When I was growing up I attended Baptist churches with a strong fundamentalist bent. Raising hands, clapping, kneeling, even moving to the sound of the music (i.e. dancing) was all frowned upon. There were no shouts of “glory” and “hallelujah” during the sermon. No loud and hearty “amens” during the prayer time. It was very stiff and formal. I have never broken free of that heritage even though my heart cries out for more. I was raised to worship God with my mind but not my emotions and body.
I’ve met some people who cringe at the thought of worship without clapping, raising hands and shouting for joy. Worship that isn’t full of body movement and emotion just isn’t worship to them. The idea of attending a church that elevates the mind to the exclusion of the body and emotion is absurd.
The first thing we must recognize is that mind, emotion and body movement are all appropriate in the corporate assembly of God’s people. As we gather together at the call of our God to worship him, we recognize that the Scriptures call for a wide range of responses.
It is important to engage the mind in worship. Psalm 19 reminds us: “The law of the Lord is perfect, reviving the soul; the testimony of the Lord is sure, making wise the simple; the precepts of the Lord are right, rejoicing the heart; the commandment of the Lord is pure, enlightening the eyes; the fear of the Lord is clean, enduring forever; the rules of the Lord are true, and righteous altogether.” God’s Word (described in Psalm 19 as his law, testimony, precepts, commandment, and rules) reaches into our lives through our minds to revive us, to make us wise, to cause our heart to rejoice and to enlighten us. As we incorporate God’s Word in our worship it is important to stay mentally engaged. Tuning out for some emotional joy ride is to leave out an important part of worship.
It is also important to engage the body in worship. Have you ever noticed the typical response when Psalm 95:6 is used as a call to worship? The pastor says, “O come, let us worship and bow down; let us kneel before the Lord, our Maker!” What does the congregation do? They stand up or sit or do anything but bow down and kneel. As a young Christian I asked a church leader about this. The answer I remember getting was, “We bow down in our hearts.” But that is not what the Psalms teach. They teach physical kneeling and bowing down.
Other Psalms mention other body movements. Psalm 47:1 “Clap your hands, all people! Shout to God with loud songs of joy!” Then there is Psalm 63:4 “So I will bless you as long as I live; in your name will I lift up my hands.” Or how about Psalm 150:4? “Praise him with tambourine and dance, praise him with strings and pipe?”

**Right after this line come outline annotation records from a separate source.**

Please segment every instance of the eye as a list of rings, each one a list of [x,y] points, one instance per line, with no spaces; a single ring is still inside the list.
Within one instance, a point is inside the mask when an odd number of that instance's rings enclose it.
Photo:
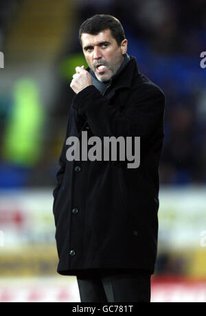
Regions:
[[[93,49],[93,47],[87,47],[85,50],[86,50],[86,52],[91,52],[92,49]]]
[[[104,44],[102,45],[102,47],[103,48],[108,47],[108,45],[106,43],[104,43]]]

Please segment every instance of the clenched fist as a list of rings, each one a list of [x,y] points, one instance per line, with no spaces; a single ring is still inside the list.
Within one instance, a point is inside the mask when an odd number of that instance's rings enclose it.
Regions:
[[[90,74],[84,69],[84,66],[76,67],[76,73],[73,75],[73,80],[70,87],[76,93],[78,93],[84,88],[92,84],[92,78]]]

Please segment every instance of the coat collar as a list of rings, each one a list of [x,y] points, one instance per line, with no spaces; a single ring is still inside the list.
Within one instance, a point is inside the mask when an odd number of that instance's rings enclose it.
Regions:
[[[88,67],[86,70],[89,71],[90,68]],[[135,73],[139,74],[137,60],[135,57],[130,56],[130,60],[126,65],[125,69],[121,72],[121,74],[119,74],[119,76],[115,77],[112,80],[111,84],[108,86],[109,87],[108,87],[107,90],[110,91],[109,94],[113,95],[115,91],[119,89],[130,88],[131,87]]]

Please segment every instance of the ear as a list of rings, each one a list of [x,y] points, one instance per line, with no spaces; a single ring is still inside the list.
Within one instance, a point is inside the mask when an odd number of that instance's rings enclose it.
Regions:
[[[126,38],[123,40],[122,42],[121,43],[121,50],[122,50],[122,54],[126,53],[127,43],[128,43],[128,41]]]

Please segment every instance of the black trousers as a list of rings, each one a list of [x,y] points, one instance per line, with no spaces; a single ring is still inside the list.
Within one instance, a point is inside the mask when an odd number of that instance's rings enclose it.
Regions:
[[[151,273],[137,269],[93,270],[79,273],[81,302],[150,302]]]

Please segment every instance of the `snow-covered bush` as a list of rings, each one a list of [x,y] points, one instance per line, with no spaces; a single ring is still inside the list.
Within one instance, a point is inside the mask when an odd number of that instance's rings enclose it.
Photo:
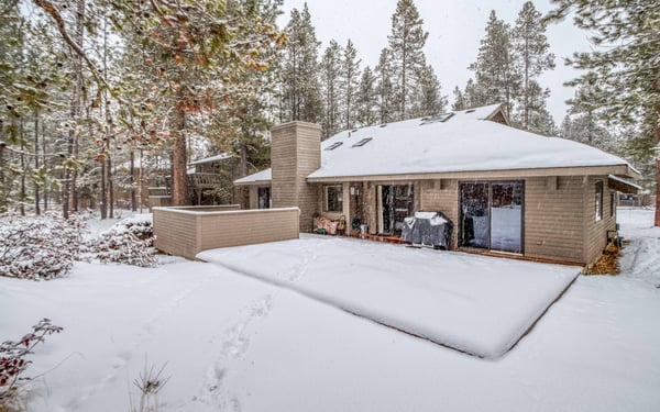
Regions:
[[[32,349],[45,341],[47,335],[62,332],[50,319],[41,320],[33,331],[20,341],[6,341],[0,344],[0,411],[25,410],[23,386],[31,378],[24,375],[32,360],[28,360]]]
[[[136,214],[116,223],[113,227],[125,227],[141,241],[148,241],[148,246],[154,245],[154,223],[151,214]]]
[[[141,267],[156,265],[150,215],[139,215],[116,223],[90,243],[94,256],[101,263],[119,263]]]
[[[40,280],[66,275],[80,256],[86,230],[77,215],[2,216],[0,276]]]

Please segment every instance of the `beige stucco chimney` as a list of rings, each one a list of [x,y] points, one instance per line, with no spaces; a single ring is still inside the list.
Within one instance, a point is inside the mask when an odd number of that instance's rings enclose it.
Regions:
[[[271,131],[272,198],[274,208],[300,209],[300,232],[311,232],[319,191],[306,180],[321,167],[321,126],[289,122]]]

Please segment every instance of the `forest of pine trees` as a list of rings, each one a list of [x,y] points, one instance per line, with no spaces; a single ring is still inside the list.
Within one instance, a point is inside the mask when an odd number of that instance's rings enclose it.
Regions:
[[[531,1],[513,22],[491,12],[474,63],[465,67],[472,78],[452,85],[450,107],[436,62],[425,53],[429,32],[414,0],[397,1],[391,32],[382,34],[387,46],[373,67],[363,65],[351,40],[321,44],[307,4],[277,27],[282,0],[2,0],[0,212],[56,207],[67,215],[98,208],[107,216],[118,190],[132,192],[134,209],[136,181],[156,178],[170,185],[175,204],[186,204],[190,160],[229,153],[231,179],[263,169],[267,131],[276,123],[320,123],[326,138],[493,103],[505,104],[516,127],[635,158],[652,187],[654,143],[648,136],[660,135],[658,67],[644,68],[657,82],[642,104],[648,110],[626,112],[632,97],[618,99],[613,126],[604,115],[612,109],[607,97],[628,96],[623,79],[615,81],[624,75],[605,70],[597,54],[578,55],[571,64],[587,75],[574,81],[575,98],[557,126],[539,77],[556,65],[547,24],[562,19],[571,2],[553,2],[550,19]],[[584,18],[578,25],[593,31],[619,22],[615,12],[627,7],[612,5],[598,21],[588,18],[590,2],[579,3]],[[645,7],[658,15],[657,5]],[[602,30],[606,44],[615,34]],[[657,36],[644,30],[626,35],[650,42],[657,57]]]

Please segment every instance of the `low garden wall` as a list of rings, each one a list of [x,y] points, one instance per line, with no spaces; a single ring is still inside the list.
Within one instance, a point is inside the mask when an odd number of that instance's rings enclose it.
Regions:
[[[298,238],[299,209],[223,207],[154,208],[154,245],[195,259],[201,250]]]

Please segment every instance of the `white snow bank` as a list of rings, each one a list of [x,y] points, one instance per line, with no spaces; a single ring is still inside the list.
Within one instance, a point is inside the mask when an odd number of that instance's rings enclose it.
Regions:
[[[488,358],[518,342],[580,271],[309,235],[197,257]]]

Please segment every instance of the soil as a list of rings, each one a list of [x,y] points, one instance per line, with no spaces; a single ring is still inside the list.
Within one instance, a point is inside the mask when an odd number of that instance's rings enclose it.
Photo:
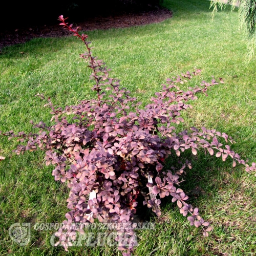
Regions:
[[[82,31],[125,28],[161,22],[172,17],[172,13],[166,9],[156,7],[144,11],[132,11],[108,17],[89,18],[82,22],[74,24]],[[59,37],[70,35],[70,33],[58,25],[17,27],[0,33],[0,50],[3,47],[22,44],[35,37]]]

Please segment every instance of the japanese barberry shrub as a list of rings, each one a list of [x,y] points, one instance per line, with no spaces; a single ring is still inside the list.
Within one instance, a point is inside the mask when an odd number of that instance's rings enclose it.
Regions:
[[[191,168],[190,163],[185,161],[180,167],[172,166],[172,170],[164,172],[163,165],[172,154],[180,157],[181,153],[188,150],[196,155],[202,149],[211,156],[221,157],[223,161],[230,157],[233,166],[238,162],[245,165],[247,172],[256,170],[255,163],[249,166],[229,146],[219,142],[220,137],[227,143],[233,142],[224,133],[203,127],[200,130],[191,127],[191,132],[174,132],[172,124],[183,122],[181,112],[192,108],[187,102],[197,98],[196,93],[206,94],[209,87],[218,83],[214,79],[210,83],[203,81],[200,87],[183,91],[178,84],[200,74],[200,70],[187,72],[167,79],[151,103],[140,108],[140,102],[130,96],[130,92],[121,88],[119,80],[110,77],[110,70],[103,61],[93,56],[88,36],[80,34],[79,28],[73,29],[66,19],[60,16],[60,25],[84,44],[87,51],[80,56],[92,70],[90,78],[94,81],[92,90],[96,98],[81,100],[77,105],[63,109],[54,106],[48,99],[46,105],[52,110],[52,125],[32,122],[34,127],[40,129],[39,133],[15,135],[11,131],[3,134],[26,142],[18,146],[17,154],[38,148],[45,151],[46,164],[54,166],[52,175],[55,179],[67,182],[70,210],[66,215],[65,223],[91,223],[95,219],[100,222],[132,223],[138,208],[138,198],[141,196],[143,204],[160,216],[160,199],[171,196],[180,213],[188,216],[190,225],[201,227],[203,235],[208,236],[212,229],[209,223],[199,216],[197,208],[187,203],[188,196],[179,188],[180,178],[186,167]],[[219,82],[223,82],[220,79]],[[106,96],[108,91],[112,92],[109,96]],[[38,96],[44,98],[42,95]],[[73,116],[72,122],[68,121],[70,115]],[[148,182],[149,177],[152,182]],[[149,190],[154,196],[150,196]],[[88,194],[93,190],[96,198],[88,201]],[[134,231],[132,226],[127,226],[118,231],[125,232],[129,240]],[[61,233],[63,230],[59,231]],[[70,234],[75,231],[68,231]],[[60,236],[59,242],[66,250],[69,245],[67,233]],[[123,255],[130,255],[133,250],[132,245],[130,245],[126,247],[119,244],[118,248],[124,250]]]

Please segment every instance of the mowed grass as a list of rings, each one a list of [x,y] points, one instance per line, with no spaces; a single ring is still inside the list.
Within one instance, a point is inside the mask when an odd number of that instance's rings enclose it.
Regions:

We understand the word we translate “dance” to mean spontaneous body movement that comes in the context of worship. Its kind of like tapping one’s toes to a favorite tune.
Think about emotional energy in worship and then think of the Psalms. How about Psalm 100? “Make a joyful noise to the Lord, all the earth!” Or Psalm 108? “My heart is steadfast, O God! I will sing and make melody with all my being!” How about Psalm 29? “The voice of the Lord makes the deer give birth and strips the forests bare, and in his temple all cry, ‘Glory!’” Maybe Psalm 33? “Shout for joy to the Lord, O you righteous!” Despite all these injunctions think of how tame and quiet we often are in our corporate worship.
When we respond to the moving of God’s Holy Spirit as we gather in his presence we engage our mind, emotions and body. In other words, we worship God with our whole being. The challenge of multi-cultural worship lies in the reality of multiple life experiences and differences in cultural values. How can people who grew up emphasizing the mind in worship feel comfortable with those who grew up emphasizing body and emotion? How can those used to body movement and emotion handle a worship service that also values the mind? These are important questions for us to think about.
Multi-cultural worship doesn’t remain multi-cultural if we force conformity upon everyone. Not everyone will shout “glory” when they are deeply touched by a part of the service. In fact, some might prefer to just nod their heads silently. Can’t we do both? Can’t the people who want to shout “glory” shout “glory”? Can’t the people who want to nod their heads in silence do so?
The beauty of multi-cultural worship is that we are all challenged to grow in our worship of God by people around us. Positive change always takes time. We will be a stronger, richer congregation if we have people from various cultural perspectives worshiping together.
My prayer is that we learn to love one another deeply in the midst of our differences. I also pray that God would give us wisdom to do all things in a manner that will build up the congregation.